Selon le directeur de l’Isdig, 44 élèves de son établissement ont sollicité présenter le baccalauréat tchadien au lycée Félix Eboué de Ndjamena. Un intermédiaire a été sollicité par l’Isdig pour déposer leurs dossiers de candidature à l’Office du Baccalauréat du Tchad. Une femme d’affaires, Ngoundjou Tientcheu, s’est portée garante, contre payement une fois la tâche accomplie, de diligenter ces inscriptions. « De retour au Cameroun, elle nous a présenté les récépissés de dépôts des dossiers de candidature. Nous avons ensuite contacté l’office du baccalauréat du Tchad qui nous a confirmé le dépôt des 44 dossiers. Tout semblait normal, la somme de 3. 240.000 Fcfa lui a alors été versée», confie le directeur de L’Isdig, Michel Samnick.
Trois semaines avant la tenue de l’examen, les listes provisoires ont été affichées mais les noms des 44 candidats n’y figuraient pas. « J’ai de nouveau contacté l’Office du baccalauréat du Tchad qui m’a rassuré sur la résolution de ce problème dans les listes définitives des candidats admis à composer. Mais à la sortie des listes définitives le 1er juin, le problème demeurait. Des élèves m’ont confié qu’une liste additive sur laquelle apparaissaient leurs noms mais très mal orthographiés est sortie par la suite. Je leur ai demandé de ne pas composer de peur qu’à la fin, ils ne soient accusés de faux. 11 d’entre eux n’ont pas suivi mon conseil et ont quand même composé » poursuit-il. De retour au Cameroun, en colère, les 44 élèves qui estiment avoir perdu une année de cours, de l’argent pour les dossiers et le transport sont allés dans leur établissement pour tout saccager. Ils ont, au passage, menacé le principal et le personnel enseignant de mort.
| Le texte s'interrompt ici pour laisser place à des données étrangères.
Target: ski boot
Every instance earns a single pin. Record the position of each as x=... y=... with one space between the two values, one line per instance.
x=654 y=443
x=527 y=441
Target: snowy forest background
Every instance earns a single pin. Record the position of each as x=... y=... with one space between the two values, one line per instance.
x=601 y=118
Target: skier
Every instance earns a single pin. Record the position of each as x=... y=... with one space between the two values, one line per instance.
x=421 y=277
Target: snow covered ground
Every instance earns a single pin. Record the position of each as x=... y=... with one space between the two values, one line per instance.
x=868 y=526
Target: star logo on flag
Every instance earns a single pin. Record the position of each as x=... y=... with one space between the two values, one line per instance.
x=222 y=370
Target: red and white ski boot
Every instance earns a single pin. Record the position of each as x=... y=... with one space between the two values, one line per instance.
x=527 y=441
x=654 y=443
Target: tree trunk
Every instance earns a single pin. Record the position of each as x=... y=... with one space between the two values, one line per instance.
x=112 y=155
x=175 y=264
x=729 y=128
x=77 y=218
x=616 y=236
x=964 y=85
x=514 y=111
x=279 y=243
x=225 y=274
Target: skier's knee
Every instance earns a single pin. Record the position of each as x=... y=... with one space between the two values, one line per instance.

Une réunion a par ailleurs été annoncée dans l’enceinte de l’établissement le 25 juin 2009 par la direction de l’Isdig. Elle y invite les élèves concernés et leurs parents dans le but de trouver un arrangement à l’amiable. Entre temps, certains parents des élèves en question ont porté plainte contre le directeur de l’Isdig, Michel Samnick, à la délégation provinciale de la police judiciaire du Centre à Yaoundé pour escroquerie et abus de confiance. Ce dernier, à son tour, a porté plainte contre madame Ngoundjou Tiencheu pour les mêmes motifs au commissariat de police de Yaoundé 1er.